Alongside are branches of Nihonbashitei, that Japanese favorite at the edge of Pasay Road, and Mango Tree, a recent entrant to the Thai food scene.
Mango Tree has beautiful, spacious interiors and attentive service. The ambiance is made even more authentic by the music, although if you listen too much you will feel like you are having a foot massage instead of pad thai (call it “/paa/ thai”!).
But before the pungent aromas stick to your brain, make no mistake: The food here is easy to appreciate. The appetizers are especially quite yummy. The Mieng Kum (Mieng Kham: dried shrimp, shallots, ginger, lime, chili and roasted coconut you wrap in bitter leaves) is delightful to munch on while you wait for your main course.
If you’re willing to mix and match your food, you can roll some of the crispy catfish from the catfish salad (as it is served separately) into the mieng kum to come up with something similar to the Pampanga catfish salad recipe that uses mustasa and balo balo.
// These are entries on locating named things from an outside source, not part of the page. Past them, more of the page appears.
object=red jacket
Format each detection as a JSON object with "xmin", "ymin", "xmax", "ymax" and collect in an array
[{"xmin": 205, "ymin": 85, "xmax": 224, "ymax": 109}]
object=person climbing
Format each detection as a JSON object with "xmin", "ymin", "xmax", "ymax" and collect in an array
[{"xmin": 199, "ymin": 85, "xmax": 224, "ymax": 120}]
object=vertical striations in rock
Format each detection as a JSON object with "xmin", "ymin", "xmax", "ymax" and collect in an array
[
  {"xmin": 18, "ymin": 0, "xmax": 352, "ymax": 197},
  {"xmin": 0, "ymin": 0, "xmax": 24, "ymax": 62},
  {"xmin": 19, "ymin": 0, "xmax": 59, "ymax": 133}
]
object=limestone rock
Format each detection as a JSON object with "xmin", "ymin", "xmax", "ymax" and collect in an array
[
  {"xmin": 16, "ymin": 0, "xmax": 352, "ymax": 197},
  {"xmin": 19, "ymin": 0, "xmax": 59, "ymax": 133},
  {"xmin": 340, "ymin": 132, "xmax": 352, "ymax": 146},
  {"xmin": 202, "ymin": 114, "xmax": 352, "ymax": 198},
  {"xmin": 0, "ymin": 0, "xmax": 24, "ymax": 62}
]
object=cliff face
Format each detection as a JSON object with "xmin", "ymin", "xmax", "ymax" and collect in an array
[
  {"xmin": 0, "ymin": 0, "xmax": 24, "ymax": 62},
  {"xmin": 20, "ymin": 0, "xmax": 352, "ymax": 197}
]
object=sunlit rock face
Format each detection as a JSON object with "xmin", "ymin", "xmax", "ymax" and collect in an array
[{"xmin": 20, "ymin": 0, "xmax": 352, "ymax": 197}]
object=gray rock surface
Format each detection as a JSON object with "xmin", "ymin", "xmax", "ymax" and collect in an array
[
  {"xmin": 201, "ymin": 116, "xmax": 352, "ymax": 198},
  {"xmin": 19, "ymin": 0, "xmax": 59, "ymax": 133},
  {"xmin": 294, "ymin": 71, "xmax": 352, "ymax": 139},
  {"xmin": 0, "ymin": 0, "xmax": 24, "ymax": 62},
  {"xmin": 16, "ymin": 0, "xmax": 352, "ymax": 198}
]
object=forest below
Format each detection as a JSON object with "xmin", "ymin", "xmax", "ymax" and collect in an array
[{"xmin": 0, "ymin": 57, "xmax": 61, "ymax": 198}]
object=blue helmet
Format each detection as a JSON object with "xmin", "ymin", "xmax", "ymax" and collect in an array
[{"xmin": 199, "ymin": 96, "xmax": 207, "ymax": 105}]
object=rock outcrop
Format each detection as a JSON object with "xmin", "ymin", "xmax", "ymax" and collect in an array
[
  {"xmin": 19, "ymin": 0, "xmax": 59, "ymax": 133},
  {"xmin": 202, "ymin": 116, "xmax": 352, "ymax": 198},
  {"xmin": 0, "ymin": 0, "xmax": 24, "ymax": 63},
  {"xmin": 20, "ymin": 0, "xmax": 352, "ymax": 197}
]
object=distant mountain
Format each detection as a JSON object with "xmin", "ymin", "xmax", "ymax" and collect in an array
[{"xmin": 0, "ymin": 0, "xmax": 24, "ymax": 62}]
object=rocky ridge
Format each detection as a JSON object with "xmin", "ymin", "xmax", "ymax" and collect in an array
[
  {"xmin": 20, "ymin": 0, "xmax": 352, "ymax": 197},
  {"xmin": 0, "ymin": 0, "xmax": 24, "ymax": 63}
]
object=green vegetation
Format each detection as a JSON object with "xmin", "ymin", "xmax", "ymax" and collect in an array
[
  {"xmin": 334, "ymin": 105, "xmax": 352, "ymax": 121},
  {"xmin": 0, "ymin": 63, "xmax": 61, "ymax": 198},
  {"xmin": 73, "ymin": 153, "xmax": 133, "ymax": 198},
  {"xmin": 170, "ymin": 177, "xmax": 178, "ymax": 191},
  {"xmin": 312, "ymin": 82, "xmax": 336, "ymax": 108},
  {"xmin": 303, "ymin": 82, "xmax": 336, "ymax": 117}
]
For Spanish flair, there’s Beso, another venture of the highly acclaimed chef Carlo Miguel. Beso opens only at night and offers an alternative to the highly successful Barcino, although Barcino remains at the top of its game.
If you want a taste of Chef Miguel’s cuisine, it’s best sampled at Opus.
The craving for American burger may be satisfied at the not-so-American-sounding restaurant Nolita. It has a burger worth over P400.
“Bakit ang mahal niyan?” I asked the cashier.
“May itlog po.”
“Bakit, mura naman ang itlog?”
“May bacon po.”
“Ganyan na ba kamahal ang bacon?”
“’Yung klase din ng meat po.”
Indeed it is a thick, juicy Angus burger with—as promised—bacon and fried egg as well as blue cheese. It is delicious. It reminds me of the burger at Mandarin Oriental’s Paseo Uno, although Paseo Uno’s is thicker, juicier, more flavorful and, of course, pricier.
Nolita is best visited for its pizzas. Have a slice of Wild Mushroom Walnut Ricotta, Spinach and Artichoke (P220). You’ll remember it for days.
A Filipino food strip is not complete without a Japanese restaurant and at 7th Street, it is Geisha, with chef Ramon Antonio in the kitchen. This is no traditional Japanese restaurant; it offers Westernized, Filipinized Japanese creations by the chef.
The gyoza is fancily made with Kurobuta pork, which has a pillow-soft texture. But what stands out, instead of the pork, is the creaminess of the creation.
A dish—Skewered Pork 72— is like lechon kawali sushi but with deep-fried pork instead of the healthier tuna or salmon or egg on top of the rice. It is definitely not Japanese but interesting to order nonetheless. You will be inclined to ask for a spoon and fork and vinegar.
The creations are artfully presented.
There’s also Sutra for Mediterranean/intercontinental cuisine, Elias for more Filipino food and, soon to open, a Korean bulgogi house.
With all these choices, Taguig is definitely booming.
The restaurants are at 7th Avenue and 29th Street South, Bonifacio High Street Central, Fort Bonifacio, Taguig City.
Major credit cards accepted. Parking is a little far, you will have to walk. Wheelchair accessible.